Two counseling options exist at CU, each with several programs to choose from.
CU`s Wardenburg Health Center has a number of options for students suffering from drug addiction and/or dependence through its Psychological Health and Psychiatry (PHP) clinic. PHP not only offers students comprehensive substance abuse evaluations and individual therapy options, but is also home to Striving to Achieve Real Success (STARS), a 15-week program designed to help students with recovery, Tomatz said.
Counseling and Psychological Services at CU also has several tacks students dealing with substance abuse can take. Along with individual counseling, students can participate in "I Like to Party, But...," a drop-in group that meets weekly so "students can look at substance abuse and find ways to reduce the harm it causes," Tomatz said.
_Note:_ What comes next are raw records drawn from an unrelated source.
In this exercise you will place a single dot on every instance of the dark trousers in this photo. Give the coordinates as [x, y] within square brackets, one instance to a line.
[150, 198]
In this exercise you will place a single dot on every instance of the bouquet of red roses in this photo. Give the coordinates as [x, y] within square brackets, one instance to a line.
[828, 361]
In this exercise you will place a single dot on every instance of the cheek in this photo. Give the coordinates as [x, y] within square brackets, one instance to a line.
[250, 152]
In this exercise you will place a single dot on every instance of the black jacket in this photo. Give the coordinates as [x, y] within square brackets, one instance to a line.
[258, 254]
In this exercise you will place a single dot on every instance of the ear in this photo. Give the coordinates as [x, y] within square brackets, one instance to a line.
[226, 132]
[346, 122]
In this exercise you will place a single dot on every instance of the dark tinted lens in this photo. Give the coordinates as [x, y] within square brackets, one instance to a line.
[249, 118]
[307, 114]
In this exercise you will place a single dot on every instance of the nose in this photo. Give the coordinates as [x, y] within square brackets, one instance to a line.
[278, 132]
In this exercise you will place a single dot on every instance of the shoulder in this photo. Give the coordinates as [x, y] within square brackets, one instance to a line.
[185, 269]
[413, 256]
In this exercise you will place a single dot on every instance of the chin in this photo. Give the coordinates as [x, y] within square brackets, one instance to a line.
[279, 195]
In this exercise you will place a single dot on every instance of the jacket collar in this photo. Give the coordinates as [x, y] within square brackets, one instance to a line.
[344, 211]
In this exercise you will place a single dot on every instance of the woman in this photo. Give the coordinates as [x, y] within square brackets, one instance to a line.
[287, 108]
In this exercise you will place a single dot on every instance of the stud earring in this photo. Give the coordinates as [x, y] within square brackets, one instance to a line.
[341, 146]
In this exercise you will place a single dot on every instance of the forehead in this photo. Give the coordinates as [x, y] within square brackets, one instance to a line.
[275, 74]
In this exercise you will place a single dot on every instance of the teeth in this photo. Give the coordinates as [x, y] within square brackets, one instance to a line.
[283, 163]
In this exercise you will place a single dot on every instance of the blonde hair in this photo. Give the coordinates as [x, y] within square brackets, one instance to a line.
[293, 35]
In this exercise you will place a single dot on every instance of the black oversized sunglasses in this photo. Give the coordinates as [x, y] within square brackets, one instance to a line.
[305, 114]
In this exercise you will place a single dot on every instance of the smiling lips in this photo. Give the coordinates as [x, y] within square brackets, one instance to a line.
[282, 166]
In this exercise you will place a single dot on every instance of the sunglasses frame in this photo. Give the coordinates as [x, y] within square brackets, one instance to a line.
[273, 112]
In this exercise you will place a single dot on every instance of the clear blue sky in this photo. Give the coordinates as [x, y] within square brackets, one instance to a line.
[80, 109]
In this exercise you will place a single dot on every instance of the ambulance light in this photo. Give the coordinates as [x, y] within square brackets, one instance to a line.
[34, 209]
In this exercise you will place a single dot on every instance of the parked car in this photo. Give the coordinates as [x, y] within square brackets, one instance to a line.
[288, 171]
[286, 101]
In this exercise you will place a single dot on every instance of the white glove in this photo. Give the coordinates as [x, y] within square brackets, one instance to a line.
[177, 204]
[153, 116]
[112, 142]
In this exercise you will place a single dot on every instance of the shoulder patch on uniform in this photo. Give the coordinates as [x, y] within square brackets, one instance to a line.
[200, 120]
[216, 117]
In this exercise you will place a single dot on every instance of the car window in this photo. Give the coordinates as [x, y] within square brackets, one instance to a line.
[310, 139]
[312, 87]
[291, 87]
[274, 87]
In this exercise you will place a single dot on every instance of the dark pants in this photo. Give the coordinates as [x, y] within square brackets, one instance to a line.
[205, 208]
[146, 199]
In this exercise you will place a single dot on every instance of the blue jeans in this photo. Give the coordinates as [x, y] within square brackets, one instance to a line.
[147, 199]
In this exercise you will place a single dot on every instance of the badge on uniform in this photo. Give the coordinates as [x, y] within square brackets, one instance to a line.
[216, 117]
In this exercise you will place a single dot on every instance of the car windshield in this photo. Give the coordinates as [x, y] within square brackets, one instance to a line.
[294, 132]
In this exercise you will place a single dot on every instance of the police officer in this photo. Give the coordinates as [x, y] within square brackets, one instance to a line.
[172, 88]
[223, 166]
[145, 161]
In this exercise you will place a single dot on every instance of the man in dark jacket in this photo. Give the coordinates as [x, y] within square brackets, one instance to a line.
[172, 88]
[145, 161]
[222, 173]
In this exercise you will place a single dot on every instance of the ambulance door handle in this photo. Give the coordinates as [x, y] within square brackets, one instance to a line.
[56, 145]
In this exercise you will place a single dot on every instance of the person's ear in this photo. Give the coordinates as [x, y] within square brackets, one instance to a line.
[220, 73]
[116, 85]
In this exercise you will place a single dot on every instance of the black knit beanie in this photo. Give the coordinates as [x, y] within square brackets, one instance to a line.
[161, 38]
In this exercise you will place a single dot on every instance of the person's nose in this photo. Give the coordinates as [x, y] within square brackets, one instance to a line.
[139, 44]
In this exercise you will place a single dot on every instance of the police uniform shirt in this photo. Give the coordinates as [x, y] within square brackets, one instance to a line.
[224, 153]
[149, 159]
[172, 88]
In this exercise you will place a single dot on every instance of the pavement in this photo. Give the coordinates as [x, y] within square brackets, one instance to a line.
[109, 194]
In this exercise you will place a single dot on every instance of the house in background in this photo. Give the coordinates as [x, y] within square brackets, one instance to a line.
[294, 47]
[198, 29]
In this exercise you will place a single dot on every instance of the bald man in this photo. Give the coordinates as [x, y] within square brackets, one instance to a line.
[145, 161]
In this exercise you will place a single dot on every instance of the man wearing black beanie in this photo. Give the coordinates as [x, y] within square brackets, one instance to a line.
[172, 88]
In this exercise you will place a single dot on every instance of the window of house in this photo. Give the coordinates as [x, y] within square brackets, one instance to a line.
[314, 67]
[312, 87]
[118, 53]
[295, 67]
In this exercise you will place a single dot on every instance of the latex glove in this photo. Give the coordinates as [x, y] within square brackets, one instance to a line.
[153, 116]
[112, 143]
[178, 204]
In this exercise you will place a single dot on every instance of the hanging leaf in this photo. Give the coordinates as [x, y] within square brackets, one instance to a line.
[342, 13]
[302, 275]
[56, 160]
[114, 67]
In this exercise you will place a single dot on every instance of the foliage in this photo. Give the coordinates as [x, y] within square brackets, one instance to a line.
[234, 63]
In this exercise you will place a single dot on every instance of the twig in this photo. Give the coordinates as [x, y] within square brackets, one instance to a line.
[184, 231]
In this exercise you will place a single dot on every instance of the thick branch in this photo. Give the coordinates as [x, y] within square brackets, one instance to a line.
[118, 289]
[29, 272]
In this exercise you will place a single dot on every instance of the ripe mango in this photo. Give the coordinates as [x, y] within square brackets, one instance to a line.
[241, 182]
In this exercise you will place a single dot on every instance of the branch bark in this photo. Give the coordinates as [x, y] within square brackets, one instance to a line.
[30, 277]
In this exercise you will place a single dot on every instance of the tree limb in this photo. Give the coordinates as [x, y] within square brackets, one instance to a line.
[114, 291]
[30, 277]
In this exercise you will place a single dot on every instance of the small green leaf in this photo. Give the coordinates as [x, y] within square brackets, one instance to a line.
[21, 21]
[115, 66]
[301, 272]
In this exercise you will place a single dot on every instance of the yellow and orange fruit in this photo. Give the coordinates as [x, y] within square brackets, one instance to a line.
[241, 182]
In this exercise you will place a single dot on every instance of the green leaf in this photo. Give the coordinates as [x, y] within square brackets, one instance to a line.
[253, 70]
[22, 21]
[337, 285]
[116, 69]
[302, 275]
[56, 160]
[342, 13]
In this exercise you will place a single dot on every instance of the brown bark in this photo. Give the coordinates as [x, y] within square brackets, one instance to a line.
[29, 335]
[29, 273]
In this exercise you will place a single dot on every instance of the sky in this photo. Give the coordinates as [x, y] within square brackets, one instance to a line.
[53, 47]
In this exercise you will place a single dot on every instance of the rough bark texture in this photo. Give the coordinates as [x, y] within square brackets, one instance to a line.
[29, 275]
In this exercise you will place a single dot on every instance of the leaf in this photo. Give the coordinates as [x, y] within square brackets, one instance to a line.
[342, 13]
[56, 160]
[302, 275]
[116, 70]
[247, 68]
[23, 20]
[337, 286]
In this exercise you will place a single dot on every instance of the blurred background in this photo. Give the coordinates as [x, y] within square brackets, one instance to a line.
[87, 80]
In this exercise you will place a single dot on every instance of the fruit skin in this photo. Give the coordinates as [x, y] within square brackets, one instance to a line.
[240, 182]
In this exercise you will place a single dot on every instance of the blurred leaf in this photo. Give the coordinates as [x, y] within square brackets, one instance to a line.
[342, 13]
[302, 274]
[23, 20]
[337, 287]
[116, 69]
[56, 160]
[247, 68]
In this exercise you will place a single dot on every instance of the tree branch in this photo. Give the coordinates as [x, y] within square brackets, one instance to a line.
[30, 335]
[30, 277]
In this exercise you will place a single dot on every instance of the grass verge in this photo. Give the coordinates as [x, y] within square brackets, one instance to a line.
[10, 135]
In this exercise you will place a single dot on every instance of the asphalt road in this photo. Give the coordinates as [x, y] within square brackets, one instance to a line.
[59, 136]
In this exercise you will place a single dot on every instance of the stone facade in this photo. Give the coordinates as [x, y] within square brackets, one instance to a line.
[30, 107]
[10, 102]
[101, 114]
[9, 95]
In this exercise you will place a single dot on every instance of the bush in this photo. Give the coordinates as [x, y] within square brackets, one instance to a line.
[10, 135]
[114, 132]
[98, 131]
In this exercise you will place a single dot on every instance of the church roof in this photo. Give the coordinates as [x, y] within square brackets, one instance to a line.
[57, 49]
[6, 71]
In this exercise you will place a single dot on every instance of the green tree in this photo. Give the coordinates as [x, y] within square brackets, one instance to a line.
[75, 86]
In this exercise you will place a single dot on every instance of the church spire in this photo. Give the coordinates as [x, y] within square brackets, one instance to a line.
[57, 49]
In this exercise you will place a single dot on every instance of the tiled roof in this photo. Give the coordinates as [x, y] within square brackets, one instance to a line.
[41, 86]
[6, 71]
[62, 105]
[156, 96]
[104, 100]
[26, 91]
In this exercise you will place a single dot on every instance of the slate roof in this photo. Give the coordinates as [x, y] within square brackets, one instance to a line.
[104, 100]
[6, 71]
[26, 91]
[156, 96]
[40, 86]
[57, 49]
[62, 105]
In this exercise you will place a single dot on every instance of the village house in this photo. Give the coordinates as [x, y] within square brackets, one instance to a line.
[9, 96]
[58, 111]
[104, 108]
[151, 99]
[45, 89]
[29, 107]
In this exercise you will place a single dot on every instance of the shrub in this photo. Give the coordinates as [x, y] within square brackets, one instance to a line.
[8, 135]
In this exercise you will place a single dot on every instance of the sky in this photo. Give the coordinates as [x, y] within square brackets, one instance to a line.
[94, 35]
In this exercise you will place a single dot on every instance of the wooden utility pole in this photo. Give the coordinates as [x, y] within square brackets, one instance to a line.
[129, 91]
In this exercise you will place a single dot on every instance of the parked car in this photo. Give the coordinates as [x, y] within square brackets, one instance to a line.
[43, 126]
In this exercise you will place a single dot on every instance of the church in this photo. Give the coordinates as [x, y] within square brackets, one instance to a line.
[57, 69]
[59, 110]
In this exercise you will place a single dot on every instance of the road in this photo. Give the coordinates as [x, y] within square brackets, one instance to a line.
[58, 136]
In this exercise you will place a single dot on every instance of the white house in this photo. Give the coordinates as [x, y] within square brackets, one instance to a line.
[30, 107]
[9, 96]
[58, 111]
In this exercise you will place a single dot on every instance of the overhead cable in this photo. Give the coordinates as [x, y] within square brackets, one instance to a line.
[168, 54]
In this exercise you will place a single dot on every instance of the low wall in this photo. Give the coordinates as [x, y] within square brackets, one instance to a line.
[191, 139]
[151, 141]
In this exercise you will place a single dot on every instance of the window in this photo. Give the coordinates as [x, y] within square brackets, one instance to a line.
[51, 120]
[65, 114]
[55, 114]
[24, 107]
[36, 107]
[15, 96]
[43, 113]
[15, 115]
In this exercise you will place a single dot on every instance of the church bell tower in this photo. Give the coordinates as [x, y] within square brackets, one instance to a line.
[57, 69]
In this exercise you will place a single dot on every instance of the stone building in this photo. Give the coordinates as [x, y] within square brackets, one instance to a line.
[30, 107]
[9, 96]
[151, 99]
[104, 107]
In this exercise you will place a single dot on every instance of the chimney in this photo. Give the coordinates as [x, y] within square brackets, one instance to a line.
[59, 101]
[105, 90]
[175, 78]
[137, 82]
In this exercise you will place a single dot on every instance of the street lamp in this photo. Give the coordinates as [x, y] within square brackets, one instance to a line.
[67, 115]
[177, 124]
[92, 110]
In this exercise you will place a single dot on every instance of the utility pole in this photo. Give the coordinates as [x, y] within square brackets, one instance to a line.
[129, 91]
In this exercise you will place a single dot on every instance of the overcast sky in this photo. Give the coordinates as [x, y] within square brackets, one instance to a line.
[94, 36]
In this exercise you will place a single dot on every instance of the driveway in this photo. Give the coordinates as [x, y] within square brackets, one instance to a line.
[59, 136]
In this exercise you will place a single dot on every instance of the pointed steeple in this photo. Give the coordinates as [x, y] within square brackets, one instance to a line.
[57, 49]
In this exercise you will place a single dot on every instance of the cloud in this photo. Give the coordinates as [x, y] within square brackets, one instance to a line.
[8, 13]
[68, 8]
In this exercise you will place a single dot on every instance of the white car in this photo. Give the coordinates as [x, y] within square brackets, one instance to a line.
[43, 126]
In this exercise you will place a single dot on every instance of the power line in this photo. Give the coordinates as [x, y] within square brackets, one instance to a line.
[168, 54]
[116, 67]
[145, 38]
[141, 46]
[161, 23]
Tomatz also advises a student group called "Oasis" -- "a place for students who choose not to drink or drug," he said. The group encompasses everyone from students in recovery to students who don`t drink or use drugs because of lifestyle choices. Oasis meets every Friday at 3 p.m., forming a social circle, drinking mate (an Argentinean type of tea) and talking about ways to lead a meaningful, sober lifestyle, Tomatz said.
"We focus on well-living and well-being," he said.
Oasis will even challenge all of CU to follow its example. The group will host the Live Free Weekend from Sept. 23 to 26, "challenging students, faculty and staff to abstain from drugs and alcohol for 96 hours" alongside them, Tomatz said.
New students hoping to avoid the perils of abuse, dependence and addiction can find their own oasis by taking advantage of CU`s myriad groups and activities, Tomatz said.
"It`s always good for students to get involved in clubs and sports," he said. "The more well-connected you are, the less likely you are to abuse."